А в моей памяти остался такой эпизод. Мама принесла домой много-много горчицы. Мы из неё блины пекли. Вкусные, до сих пор горчицу люблю! Она убрала баночки в буфет. А старший брат в отсутствие мамы забрался в него, открыл банку, палец в неё макает и облизывает, а я вокруг него бегаю: «Юрка, дай мне!»

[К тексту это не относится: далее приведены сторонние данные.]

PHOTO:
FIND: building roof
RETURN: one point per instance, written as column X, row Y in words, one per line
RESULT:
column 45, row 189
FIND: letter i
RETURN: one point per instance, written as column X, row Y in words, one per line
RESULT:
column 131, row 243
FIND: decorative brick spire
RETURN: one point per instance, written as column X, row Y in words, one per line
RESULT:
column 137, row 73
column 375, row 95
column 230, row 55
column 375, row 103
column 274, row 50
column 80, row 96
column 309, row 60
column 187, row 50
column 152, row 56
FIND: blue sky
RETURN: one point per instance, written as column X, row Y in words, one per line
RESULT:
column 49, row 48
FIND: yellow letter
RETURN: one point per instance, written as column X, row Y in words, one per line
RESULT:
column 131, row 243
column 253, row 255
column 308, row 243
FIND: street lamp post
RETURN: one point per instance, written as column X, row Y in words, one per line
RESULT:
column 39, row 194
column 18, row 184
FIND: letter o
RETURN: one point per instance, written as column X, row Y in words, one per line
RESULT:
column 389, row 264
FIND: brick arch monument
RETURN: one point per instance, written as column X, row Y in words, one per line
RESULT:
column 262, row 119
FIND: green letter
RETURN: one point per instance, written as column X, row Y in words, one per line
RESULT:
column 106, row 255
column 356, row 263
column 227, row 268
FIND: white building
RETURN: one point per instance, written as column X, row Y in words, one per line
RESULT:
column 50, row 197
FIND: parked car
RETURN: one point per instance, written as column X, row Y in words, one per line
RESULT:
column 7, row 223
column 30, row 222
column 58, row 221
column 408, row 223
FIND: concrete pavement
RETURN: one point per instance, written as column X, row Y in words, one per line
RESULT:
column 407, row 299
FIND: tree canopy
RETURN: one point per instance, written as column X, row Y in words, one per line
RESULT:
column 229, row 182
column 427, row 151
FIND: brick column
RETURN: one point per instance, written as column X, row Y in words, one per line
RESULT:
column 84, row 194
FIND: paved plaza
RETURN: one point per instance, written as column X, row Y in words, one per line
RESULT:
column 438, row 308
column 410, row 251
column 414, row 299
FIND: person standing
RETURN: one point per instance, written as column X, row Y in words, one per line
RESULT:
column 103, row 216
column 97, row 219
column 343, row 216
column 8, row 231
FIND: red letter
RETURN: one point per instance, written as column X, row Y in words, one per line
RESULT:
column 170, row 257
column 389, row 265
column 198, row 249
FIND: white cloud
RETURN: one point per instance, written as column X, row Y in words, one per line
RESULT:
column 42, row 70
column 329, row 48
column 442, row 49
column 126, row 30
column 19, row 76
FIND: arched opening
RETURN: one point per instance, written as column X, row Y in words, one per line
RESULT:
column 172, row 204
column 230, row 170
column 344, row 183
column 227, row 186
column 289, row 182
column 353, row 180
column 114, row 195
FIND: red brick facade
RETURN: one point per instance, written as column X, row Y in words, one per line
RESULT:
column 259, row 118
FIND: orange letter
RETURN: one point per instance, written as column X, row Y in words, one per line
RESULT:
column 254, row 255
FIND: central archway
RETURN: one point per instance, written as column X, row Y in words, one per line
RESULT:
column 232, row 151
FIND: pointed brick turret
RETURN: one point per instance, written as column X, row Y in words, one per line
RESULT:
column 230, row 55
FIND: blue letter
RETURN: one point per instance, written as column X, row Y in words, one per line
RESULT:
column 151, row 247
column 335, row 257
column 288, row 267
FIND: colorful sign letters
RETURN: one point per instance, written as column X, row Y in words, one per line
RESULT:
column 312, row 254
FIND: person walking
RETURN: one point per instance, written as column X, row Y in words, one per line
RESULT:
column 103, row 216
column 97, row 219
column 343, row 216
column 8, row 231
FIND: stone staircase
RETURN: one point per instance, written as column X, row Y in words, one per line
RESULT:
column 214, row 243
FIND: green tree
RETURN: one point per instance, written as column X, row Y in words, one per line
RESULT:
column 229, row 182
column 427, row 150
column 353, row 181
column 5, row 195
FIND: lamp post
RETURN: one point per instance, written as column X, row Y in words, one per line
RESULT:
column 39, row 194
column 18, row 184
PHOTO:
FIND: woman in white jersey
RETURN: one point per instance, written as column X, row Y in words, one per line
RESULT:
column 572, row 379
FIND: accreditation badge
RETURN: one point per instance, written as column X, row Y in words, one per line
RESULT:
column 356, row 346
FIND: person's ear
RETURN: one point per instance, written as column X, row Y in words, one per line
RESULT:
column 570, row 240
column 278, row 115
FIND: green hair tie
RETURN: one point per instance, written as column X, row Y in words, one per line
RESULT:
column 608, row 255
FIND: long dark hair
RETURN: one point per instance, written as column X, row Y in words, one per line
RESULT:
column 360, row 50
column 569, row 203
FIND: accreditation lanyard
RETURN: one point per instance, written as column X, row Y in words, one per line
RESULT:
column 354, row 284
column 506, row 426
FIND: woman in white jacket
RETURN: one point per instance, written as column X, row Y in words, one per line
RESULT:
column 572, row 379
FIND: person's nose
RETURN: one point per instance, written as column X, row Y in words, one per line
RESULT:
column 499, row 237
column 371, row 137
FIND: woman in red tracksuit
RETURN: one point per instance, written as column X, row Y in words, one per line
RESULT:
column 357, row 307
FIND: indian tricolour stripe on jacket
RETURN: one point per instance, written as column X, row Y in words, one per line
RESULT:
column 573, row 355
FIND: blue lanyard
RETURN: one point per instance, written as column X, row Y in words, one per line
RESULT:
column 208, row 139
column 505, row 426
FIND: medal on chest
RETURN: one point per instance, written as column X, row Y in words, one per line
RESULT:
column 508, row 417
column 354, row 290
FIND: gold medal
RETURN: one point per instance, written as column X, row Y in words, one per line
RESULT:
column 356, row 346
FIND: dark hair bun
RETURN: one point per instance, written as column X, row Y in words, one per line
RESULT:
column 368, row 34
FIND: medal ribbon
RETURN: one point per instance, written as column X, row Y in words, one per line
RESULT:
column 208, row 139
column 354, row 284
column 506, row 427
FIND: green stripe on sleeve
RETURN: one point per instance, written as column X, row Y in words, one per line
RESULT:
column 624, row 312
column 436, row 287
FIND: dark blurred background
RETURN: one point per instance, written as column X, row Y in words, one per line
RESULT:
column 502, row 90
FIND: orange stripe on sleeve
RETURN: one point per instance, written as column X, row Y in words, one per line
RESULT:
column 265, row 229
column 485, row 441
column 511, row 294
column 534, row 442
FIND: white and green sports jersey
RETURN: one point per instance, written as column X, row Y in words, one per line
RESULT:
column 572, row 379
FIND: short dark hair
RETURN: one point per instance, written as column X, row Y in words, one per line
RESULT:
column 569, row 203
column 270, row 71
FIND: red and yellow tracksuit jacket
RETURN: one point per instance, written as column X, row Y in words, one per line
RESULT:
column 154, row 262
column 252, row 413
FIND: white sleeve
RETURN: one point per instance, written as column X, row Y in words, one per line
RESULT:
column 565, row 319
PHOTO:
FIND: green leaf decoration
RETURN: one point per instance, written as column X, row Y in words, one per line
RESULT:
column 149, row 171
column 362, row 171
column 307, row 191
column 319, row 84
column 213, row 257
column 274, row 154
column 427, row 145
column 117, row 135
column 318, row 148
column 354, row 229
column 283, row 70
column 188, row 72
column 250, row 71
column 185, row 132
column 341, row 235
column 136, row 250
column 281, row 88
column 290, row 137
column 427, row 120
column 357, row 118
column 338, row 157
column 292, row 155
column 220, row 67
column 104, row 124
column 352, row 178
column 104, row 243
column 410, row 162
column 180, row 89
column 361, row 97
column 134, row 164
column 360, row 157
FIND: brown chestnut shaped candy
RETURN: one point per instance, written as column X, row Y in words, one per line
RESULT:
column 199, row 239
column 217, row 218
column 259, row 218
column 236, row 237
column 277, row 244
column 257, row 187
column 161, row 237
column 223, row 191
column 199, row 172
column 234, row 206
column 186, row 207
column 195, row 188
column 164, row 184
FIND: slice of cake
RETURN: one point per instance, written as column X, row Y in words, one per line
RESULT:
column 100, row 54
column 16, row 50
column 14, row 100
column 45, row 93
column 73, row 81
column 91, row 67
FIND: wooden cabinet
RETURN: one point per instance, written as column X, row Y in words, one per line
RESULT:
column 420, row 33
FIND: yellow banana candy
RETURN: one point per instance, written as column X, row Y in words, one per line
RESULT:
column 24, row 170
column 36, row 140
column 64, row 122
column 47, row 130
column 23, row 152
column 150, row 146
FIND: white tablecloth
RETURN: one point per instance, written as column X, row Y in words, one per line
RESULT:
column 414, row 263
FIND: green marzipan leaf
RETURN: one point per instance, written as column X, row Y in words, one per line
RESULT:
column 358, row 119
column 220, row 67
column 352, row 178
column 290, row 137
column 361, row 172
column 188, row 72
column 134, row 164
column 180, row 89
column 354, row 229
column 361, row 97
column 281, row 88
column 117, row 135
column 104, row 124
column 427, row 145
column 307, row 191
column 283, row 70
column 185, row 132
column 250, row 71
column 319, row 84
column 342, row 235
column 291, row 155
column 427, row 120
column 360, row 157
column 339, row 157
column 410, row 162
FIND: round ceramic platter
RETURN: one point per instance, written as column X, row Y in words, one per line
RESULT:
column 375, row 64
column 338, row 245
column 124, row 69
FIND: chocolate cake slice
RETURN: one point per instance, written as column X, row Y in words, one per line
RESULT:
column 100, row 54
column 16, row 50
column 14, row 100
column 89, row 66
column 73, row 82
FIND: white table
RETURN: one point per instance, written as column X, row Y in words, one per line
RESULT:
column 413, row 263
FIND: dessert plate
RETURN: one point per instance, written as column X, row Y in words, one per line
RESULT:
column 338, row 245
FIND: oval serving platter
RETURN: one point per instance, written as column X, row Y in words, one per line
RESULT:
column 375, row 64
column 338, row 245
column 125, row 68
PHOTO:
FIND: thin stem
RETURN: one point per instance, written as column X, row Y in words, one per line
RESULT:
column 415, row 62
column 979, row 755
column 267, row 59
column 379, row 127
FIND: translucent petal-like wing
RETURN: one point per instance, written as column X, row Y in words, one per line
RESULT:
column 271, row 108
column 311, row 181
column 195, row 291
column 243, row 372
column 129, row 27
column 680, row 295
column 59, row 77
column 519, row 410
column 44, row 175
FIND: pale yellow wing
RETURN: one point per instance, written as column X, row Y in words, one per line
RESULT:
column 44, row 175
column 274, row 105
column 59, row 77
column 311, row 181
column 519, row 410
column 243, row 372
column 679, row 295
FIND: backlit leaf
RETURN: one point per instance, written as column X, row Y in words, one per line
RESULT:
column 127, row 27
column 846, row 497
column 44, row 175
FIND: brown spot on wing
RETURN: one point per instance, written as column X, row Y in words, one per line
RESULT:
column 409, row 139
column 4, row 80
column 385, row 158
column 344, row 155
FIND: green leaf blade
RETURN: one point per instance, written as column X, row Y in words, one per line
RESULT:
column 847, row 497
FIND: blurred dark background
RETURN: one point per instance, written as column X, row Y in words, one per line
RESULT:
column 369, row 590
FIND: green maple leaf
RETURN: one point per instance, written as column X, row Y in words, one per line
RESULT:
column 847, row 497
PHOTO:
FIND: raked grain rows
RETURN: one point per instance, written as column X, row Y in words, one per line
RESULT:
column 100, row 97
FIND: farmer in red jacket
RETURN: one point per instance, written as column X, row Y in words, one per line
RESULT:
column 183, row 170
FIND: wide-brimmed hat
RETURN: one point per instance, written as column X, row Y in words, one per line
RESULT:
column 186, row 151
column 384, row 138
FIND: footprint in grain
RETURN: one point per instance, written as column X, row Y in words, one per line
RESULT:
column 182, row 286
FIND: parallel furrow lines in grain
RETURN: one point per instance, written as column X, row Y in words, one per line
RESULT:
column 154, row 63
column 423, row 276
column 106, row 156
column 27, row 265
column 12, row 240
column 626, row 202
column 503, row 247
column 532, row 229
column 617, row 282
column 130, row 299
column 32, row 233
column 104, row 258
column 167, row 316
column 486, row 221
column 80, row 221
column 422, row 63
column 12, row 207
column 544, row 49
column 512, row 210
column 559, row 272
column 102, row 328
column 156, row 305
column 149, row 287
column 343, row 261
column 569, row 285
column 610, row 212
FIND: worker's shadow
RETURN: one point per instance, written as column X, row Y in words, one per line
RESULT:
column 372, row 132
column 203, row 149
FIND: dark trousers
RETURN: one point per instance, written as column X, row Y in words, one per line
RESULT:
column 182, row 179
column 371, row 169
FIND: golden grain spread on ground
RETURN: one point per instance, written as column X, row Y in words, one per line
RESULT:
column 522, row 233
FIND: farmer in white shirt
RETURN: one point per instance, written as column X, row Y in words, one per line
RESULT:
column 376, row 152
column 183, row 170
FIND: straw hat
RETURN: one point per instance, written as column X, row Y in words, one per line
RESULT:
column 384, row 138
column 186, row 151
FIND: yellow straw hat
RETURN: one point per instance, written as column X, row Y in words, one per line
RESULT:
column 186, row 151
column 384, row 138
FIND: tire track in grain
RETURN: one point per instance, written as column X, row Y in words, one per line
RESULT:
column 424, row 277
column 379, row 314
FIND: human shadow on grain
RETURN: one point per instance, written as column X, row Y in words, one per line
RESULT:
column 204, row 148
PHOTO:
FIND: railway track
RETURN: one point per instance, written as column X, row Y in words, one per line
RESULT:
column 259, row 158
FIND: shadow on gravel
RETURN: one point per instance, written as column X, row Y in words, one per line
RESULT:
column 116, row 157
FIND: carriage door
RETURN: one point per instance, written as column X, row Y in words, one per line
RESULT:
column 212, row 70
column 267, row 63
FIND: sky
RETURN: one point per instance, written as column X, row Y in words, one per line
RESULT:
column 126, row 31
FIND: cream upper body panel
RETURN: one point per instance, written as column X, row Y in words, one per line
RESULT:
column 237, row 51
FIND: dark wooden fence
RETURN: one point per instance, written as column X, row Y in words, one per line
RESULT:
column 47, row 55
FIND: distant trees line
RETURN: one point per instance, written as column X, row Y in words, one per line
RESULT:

Потом оказалось, что та горчица была испорченная, просроченная, как теперь сказали бы. У очень многих в Кронштадте началась дизентерия, поумирали.
Ещё взрыв на нашей улице помню. Закричали, испугались женщины, но тогда никого из соседей не убило.
Вскоре нас эвакуировали. Везли на барже сначала, потом в товарном вагоне. Ехали в Томскую область. С большими трудностями, болезнями, потерями. Потом перегрузили на телеги. Лошади доставили нас в большую деревню Чердаты. Поселили в дом к одинокой женщине, а она оставила его нам в полное пользование, сама ушла к подруге жить. Брат ходил в школу, а я оставалась одна дома. Мама устроилась уборщицей в сельсовет. К нему была прикреплена корова. В обязанности матери входила ещё и дойка. Но за это давали каждый день литр молока. Летом чёрной смородины мама много набирала — ходила за ней в тайгу. А ещё в нашем рационе была рыба. Через деревню протекала речка Курейка. В ней мама с братом и ловили разную мелочь пододеяльником. Вот так она нас и растила. Строгая была очень, а, может, жизнь её сделала такой. Бывало, только глянет в нашу с братом сторону, мы сразу присмиреем, и кричать на нас не надо.
В 1945 году, вернувшись из эвакуации, пошла в первый класс средней школы № 1 в Осташкове. Здесь, в городе, жили бабушка с дедушкой, которые из деревни Бородино перевезли свой дом в город. В 1955 школу окончила, хотела уехать куда-нибудь на молодёжную стройку — «за запахом тайги». Пошла в горком комсомола, а меня вместо стройки отправили в Ореховку работать библиотекарем. Потом училась в механическом техникуме, стала технологом кожевенного производства, поработала на кожзаводе. Я неплохо рисовала, и мне поручили выпускать стенгазету «Ёж». Сколько себя помню, всегда была активной общественницей.
Видимо, детские годы, проведённые в Сибири, оставили, несмотря ни на что, добрый след в душе Галины Алексеевны. Спустя время, она уехала в Омск. В поезде познакомилась с будущим мужем, и вот они уже пятьдесят лет вместе. Оба прошли достойный трудовой путь: Галина Алексеевна от мастера до начальника производственной лаборатории и заместителя начальника цеха, Анатолий Николаевич рядом с супругой трудился слесарем и был прекрасным специалистом своего дела. У супругов Северовых две внучки, пять правнуков.
— В один из отпусков мы с мужем поехали в Ленинград. Погуляли по его проспектам, походили по музеям, а потом отправились в Кронштадт. Не знаю как, видно, интуитивно, я сразу привела его к дому, где мы когда-то жили. Хотя даже названия улицы не помнила. Супруг зашёл в нашу квартиру на первом этаже, там все жильцы новые, никто ничего не помнит.
А я так и не смогла в дом зайти…
Вчера представители молодёжи из военно-патриотического клуба «Память», возглавляемого Алексеем Шевчуком, и городского совета ветеранов поздравляли блокадников, ныне живущих в нашем городе, с памятной датой и вручали им подарки и открытки, в которых были начертаны такие слова: «Вы – Победители, которые и через столетия останутся ярким символом несгибаемого мужества и стойкости!